Half an hour later, he said, “I knew the moment I saw you two that you were hyper-intellectual.”
We turned to him, startled.
“You know,” he said, “Nobody cares about Chaucer any more, (he pronounced it ‘Chow-sser’) but if he had a little person to follow him around and go, ‘Heeeyyy,’ every time he made a joke, everyone would love him!”
He didn’t actually say little person, though. He said midget. You can make fun of Chaucer if you want to, but leave my short friends alone.
My date and I stared, waiting for some kind of conclusion. When none came, we resumed talking.
Another twenty minutes or so had passed when our silently swaying companion said, “My apartment is littered with unfinished time machines. I finally stopped trying to build one when I realized that if I were successful, I’d have gone back in time years ago and taught myself how to do it.”
“Would either of you ladies like a drink,” he asked us.
“Sure,” I said, “Two Jamesons on the rocks, please.”
He wandered out of the bar and never came back.
I might have been irritated that a strange man interrupted my date. Straight cis men have interrupted my dates on many occasions, going so far as to say “Can I get in on that?” It seems to be a reaction either to their belief that a relationship between two women is nothing more than an arousing spectacle, or their perception of a romance involving no penis as a threat to their own sexual worth.
The would-be time traveler’s interruption, however, was delightful.
The thing is, the Blue Moon is alive in a way that is the antithesis of the sterile bars in the new condo “mixed retail” spaces. You never know what will happen in a place like the Blue Moon, because, like a great house party, it makes you feel you have entered a dreamlike state where the rules of daily life don’t apply.
Hell, I fully believed I had met someone with a room full of non-functioning time machines. I probably had.
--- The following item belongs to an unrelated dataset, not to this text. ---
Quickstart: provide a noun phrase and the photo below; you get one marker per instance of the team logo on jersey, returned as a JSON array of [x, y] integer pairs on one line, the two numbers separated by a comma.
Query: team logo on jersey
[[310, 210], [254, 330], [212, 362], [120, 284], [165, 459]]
Being in corporate social venues is like picnicking somewhere that smells like death. You keep peering under the bushes to locate the unfortunate rat or possum, but it’s nowhere to be seen, and you forget about it briefly every time the wind shifts.
What you’re searching for in a corporate bar or restaurant is the source of the inhumanity—the sentient phone app or haunted computer responsible for the “ambiance.” But there’s no individual, and thus no personality, even haunted computer personality, behind such places. There’s a marketing department with several other departments to answer to.
These businesses are more like algorithms than places, whereas bars and restaurants owned by one individual or a small handful of them can be almost like art. Observe everything that happens in the first 20 minutes of your next visit to Pony, or the 5-Point, and you’ll know what it means for a bar to have a soul.